O magari, il terrorizzante sospetto che potremmo condividere somiglianze caratteriali con l’assassino ci annichilisce al punto tale, da farci preferire l’esperienza di una tranquilla poltrona di casa da cui severi osserviamo e giudichiamo il male altrui.
Altre volte, quando proviamo i brividi perché avvezzi al ruolo di vittima, sentiamo fin da subito la pietas che ci fa risuonare con quegli aspetti di vulnerabilità tipici della parte lesa, in cui si è coscienti che nel tiro a dadi del caso, gli altri potremmo essere noi.
Oppure, nel tentativo di sublimare qualche istanza super-egoica da paladino della giustizia, potrebbe accadere di perderci nell’identificazione proiettiva vestendo l’impermeabile di qualche investigatore.
Il concetto di identificazione proiettiva è molto complesso ma, per chiarirlo in modo breve e semplicistico, utilizziamo le parole prese dalla definizione della Treccani:
“Il concetto di identificazione proiettiva è entrato a far parte del patrimonio di tutti gli psicoanalisti, [...] ed è inteso come un meccanismo di difesa (per altro, prevalentemente fallimentare) che illude il soggetto di poter controllare l’altro inducendolo ad avere comportamenti e atteggiamenti corrispondenti alle proprie aspettative, negando in tal modo i propri vissuti di impotenza.”

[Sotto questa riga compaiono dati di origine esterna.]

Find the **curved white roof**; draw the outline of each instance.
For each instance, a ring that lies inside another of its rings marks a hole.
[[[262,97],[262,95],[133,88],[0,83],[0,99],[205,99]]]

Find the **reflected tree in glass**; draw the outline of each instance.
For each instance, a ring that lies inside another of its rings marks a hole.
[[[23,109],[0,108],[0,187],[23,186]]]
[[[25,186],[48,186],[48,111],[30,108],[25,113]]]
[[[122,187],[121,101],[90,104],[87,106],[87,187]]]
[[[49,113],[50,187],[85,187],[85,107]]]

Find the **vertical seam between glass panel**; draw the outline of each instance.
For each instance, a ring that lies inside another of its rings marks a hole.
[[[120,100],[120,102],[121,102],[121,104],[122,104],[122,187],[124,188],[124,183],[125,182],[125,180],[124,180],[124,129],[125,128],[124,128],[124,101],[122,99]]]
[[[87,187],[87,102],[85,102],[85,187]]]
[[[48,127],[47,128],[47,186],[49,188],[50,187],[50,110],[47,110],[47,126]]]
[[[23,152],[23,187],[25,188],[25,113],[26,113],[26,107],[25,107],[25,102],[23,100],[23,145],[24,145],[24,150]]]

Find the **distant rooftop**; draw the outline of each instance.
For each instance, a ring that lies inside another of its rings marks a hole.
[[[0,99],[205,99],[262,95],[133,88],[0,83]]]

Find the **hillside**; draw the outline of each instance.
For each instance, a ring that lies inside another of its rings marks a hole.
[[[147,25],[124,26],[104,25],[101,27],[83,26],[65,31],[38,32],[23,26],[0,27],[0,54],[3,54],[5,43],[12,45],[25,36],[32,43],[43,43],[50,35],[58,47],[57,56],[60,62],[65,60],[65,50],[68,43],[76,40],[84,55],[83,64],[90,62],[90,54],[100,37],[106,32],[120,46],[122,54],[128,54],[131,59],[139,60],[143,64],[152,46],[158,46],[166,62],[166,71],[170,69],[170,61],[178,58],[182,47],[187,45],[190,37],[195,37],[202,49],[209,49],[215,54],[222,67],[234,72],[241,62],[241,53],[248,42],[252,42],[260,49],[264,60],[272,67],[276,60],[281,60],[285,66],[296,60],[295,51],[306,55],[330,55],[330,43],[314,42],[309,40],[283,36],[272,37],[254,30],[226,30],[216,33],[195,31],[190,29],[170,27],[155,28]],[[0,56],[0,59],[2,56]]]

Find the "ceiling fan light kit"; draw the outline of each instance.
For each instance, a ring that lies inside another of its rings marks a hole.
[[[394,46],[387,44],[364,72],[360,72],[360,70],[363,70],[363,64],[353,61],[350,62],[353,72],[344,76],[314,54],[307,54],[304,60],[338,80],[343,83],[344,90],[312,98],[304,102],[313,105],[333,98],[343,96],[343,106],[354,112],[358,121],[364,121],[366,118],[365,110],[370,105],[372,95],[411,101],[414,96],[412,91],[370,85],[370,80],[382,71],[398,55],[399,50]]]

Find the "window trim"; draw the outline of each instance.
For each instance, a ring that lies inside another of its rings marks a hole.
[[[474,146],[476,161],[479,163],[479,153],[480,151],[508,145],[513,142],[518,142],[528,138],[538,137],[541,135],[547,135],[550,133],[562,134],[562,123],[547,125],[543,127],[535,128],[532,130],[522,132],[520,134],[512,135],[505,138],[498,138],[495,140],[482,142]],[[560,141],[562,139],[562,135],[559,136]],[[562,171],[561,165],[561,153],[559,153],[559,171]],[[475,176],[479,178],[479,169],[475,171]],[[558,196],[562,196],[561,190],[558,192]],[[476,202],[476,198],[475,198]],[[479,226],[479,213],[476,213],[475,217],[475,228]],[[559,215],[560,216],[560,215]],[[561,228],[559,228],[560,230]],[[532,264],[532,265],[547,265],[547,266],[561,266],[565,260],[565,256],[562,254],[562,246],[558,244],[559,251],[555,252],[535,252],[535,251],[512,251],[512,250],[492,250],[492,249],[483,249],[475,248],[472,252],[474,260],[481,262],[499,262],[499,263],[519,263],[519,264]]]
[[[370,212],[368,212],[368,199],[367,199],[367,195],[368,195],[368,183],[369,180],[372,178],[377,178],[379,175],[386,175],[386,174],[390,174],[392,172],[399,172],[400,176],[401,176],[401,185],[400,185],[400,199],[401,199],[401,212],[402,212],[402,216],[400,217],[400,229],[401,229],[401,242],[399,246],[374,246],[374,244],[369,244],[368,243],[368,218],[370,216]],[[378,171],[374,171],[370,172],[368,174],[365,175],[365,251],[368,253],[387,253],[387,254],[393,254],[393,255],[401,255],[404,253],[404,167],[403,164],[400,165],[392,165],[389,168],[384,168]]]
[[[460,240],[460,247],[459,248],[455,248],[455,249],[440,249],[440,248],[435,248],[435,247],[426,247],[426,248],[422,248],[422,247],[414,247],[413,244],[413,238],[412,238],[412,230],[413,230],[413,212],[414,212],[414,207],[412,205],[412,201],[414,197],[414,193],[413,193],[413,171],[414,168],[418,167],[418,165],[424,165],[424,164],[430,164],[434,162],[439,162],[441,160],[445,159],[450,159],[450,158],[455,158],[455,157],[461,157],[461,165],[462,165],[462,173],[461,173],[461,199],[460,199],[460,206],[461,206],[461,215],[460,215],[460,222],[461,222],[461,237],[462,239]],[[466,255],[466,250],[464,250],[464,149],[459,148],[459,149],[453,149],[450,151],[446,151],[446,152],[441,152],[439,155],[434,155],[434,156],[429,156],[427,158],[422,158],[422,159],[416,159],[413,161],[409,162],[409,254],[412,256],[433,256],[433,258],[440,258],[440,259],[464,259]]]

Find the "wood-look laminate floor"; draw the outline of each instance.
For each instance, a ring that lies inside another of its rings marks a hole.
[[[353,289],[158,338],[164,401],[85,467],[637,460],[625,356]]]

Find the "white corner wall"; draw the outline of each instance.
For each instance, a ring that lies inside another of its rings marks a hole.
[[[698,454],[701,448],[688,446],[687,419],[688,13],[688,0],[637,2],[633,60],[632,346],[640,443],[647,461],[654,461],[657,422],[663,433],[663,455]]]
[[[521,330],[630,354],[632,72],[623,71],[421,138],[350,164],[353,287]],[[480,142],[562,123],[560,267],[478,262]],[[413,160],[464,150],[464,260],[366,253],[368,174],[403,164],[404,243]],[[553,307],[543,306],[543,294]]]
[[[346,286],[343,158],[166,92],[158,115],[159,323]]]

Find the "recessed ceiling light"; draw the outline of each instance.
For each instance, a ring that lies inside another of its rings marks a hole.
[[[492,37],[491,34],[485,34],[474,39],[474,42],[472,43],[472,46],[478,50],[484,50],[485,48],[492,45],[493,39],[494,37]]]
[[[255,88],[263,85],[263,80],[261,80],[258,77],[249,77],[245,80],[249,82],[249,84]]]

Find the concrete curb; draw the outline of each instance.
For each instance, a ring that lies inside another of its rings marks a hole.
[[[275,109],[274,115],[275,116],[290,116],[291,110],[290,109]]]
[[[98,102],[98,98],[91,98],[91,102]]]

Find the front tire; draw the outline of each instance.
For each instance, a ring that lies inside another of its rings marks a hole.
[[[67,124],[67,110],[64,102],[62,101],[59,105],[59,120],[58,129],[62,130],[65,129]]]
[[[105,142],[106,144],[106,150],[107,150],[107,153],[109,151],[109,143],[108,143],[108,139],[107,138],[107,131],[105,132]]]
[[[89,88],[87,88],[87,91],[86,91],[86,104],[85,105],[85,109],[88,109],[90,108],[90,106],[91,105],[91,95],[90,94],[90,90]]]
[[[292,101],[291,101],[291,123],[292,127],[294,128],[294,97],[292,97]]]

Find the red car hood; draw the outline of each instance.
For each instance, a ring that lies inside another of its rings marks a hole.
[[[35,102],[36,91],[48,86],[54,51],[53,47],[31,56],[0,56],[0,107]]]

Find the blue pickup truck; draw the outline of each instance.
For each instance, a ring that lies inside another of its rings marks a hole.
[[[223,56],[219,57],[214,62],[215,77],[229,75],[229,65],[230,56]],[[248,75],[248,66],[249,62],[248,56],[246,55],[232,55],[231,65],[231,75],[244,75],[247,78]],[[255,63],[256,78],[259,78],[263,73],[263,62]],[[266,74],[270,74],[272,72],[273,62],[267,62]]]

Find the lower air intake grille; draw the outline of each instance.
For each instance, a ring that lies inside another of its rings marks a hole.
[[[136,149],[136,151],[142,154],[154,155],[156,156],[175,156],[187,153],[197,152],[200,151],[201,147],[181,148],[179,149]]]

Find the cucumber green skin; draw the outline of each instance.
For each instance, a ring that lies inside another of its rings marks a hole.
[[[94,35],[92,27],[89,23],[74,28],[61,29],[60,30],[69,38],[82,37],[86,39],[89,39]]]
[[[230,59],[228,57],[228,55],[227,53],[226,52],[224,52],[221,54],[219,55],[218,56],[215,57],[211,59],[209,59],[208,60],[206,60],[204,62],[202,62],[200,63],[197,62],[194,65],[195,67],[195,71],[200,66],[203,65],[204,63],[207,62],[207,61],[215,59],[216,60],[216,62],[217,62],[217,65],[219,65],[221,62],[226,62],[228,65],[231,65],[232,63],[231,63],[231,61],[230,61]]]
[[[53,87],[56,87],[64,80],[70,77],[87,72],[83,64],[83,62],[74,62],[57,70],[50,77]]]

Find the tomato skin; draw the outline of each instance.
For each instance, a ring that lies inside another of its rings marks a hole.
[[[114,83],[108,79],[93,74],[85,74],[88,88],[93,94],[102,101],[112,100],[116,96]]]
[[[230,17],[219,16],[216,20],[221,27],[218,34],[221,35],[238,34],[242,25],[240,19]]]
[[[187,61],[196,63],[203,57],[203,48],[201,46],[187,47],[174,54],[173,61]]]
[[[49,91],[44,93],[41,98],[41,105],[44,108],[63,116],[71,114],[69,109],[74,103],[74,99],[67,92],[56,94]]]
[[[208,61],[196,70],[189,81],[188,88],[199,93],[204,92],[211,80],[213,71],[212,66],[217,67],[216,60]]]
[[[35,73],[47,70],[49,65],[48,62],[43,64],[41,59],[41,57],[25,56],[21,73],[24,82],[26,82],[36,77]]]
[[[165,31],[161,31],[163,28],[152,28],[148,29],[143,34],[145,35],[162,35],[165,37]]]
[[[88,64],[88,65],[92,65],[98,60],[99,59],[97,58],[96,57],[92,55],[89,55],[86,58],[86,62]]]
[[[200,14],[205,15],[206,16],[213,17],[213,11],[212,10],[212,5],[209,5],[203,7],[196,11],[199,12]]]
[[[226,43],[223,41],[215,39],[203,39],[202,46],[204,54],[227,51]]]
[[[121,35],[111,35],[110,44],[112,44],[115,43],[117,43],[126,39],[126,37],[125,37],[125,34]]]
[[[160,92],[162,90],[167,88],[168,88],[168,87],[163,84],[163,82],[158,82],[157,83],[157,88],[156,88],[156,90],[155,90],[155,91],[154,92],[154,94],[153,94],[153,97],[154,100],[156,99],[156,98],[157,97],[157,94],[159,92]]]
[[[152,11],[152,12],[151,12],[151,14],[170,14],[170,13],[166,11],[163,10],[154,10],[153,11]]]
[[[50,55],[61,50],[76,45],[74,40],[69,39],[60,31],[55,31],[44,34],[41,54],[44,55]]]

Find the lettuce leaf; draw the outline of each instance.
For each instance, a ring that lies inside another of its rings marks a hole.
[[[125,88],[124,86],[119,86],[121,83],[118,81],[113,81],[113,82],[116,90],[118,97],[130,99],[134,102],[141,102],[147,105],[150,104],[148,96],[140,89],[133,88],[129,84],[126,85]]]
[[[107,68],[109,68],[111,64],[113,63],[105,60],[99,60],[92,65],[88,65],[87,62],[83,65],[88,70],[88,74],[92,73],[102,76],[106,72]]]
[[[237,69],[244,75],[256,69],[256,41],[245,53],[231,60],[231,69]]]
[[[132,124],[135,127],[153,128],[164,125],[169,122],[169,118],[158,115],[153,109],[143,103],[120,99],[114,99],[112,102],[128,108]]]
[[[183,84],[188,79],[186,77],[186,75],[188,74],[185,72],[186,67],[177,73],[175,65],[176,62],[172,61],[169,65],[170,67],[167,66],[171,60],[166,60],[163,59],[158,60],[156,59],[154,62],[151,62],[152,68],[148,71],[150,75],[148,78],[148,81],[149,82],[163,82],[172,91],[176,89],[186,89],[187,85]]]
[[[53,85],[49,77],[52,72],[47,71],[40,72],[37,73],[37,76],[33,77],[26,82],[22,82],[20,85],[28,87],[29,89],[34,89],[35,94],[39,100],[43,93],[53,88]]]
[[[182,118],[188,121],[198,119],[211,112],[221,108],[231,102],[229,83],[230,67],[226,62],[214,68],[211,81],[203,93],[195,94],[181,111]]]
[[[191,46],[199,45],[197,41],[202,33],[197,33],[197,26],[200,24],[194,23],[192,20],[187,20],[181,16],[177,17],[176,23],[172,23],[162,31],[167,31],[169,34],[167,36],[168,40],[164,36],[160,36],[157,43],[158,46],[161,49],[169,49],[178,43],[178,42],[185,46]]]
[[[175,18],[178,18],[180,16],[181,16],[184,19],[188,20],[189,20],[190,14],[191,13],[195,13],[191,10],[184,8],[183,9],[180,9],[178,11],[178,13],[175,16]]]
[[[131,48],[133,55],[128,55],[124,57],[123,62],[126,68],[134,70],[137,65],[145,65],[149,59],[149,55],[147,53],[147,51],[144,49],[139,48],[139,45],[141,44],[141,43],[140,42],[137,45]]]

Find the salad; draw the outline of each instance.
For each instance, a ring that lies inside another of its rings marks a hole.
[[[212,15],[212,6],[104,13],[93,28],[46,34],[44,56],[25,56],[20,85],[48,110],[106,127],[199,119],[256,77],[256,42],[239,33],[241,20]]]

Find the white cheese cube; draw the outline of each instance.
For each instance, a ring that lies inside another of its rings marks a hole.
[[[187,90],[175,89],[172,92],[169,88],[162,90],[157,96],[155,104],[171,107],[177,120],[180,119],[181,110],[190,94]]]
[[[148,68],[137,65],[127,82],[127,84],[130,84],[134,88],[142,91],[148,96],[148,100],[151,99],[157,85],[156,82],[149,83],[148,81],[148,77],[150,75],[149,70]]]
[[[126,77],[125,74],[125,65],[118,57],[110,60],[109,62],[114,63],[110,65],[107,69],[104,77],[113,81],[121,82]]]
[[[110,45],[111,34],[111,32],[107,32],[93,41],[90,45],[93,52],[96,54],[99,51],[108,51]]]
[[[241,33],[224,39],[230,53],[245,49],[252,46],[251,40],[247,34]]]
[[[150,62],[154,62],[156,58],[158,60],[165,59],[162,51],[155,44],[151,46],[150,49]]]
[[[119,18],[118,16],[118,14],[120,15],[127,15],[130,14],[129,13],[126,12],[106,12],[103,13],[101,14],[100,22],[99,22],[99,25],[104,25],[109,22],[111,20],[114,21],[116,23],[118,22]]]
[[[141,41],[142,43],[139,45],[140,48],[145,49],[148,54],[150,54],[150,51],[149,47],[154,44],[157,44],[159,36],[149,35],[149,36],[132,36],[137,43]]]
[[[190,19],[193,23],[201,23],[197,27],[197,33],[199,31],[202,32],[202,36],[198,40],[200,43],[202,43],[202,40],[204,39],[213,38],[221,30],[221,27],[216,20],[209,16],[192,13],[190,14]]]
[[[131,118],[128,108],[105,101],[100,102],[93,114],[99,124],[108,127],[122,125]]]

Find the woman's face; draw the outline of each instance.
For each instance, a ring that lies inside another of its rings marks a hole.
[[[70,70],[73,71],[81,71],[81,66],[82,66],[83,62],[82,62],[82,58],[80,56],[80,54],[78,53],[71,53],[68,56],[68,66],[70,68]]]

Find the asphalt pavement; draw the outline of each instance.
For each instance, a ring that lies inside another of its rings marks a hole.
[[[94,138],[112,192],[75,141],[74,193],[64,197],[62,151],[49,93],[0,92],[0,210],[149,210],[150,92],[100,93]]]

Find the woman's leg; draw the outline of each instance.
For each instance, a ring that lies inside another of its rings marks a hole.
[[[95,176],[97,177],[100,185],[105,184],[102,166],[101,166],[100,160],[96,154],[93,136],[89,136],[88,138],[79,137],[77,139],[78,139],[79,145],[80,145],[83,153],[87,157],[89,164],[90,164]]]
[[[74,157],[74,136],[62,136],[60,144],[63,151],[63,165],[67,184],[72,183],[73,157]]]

Il dualismo vittima-carnefice
E così, come nelle indagini legate a qualunque misfatto, anche il true crime pone il pubblico di fronte all’ossessione di dare risposta ai “five W and one H”, ovvero indagare sul “quando”, “dove”, “che cosa”, “chi”, “perché” e sul “come” di un crimine.
Il più delle volte, è molto difficile non simpatizzare con il carattere deciso e ben connotato del cattivo e del cinico di turno, alter ego di noi telespettatori, forse stanchi di ipocriti perbenismi politically correct di molte serie televisive.
Forse, siamo anestetizzati dalla violenza dei fatti di cronaca con cui quotidianamente veniamo bombardati e, allo stesso tempo, bramiamo qualche goccia di emozione forte in più; già, perché se davanti a crime c’è l’aggettivo true (vero) ecco che il brivido si tinge subito del nero più cupo.
A volte, diventando cultori del genere, ci illudiamo che qualora capitasse a noi la malasorte, sapremmo giocare d’anticipo mettendoci in salvo, nella realtà, quella vera.
Magari, come sostengono le neuroscienze, quel brivido di adrenalina che accende il circuito del piacere fatta di paura e curiosità, eccitazione e orrore, diventa come nel giocatore d’azzardo ciò che tiene alta la soglia di attenzione dei più accaniti fruitori del genere true crime, sempre più in ascesa.
Un prodotto accattivante dei canali multimediali che offre la possibilità agli spettatori di calarsi a turno nei panni di un dualismo vittima-carnefice, perdendosi nelle tortuosità più recondite del personaggio di turno, per poi fare ritorno al quesito dei quesiti: “chi sono io”?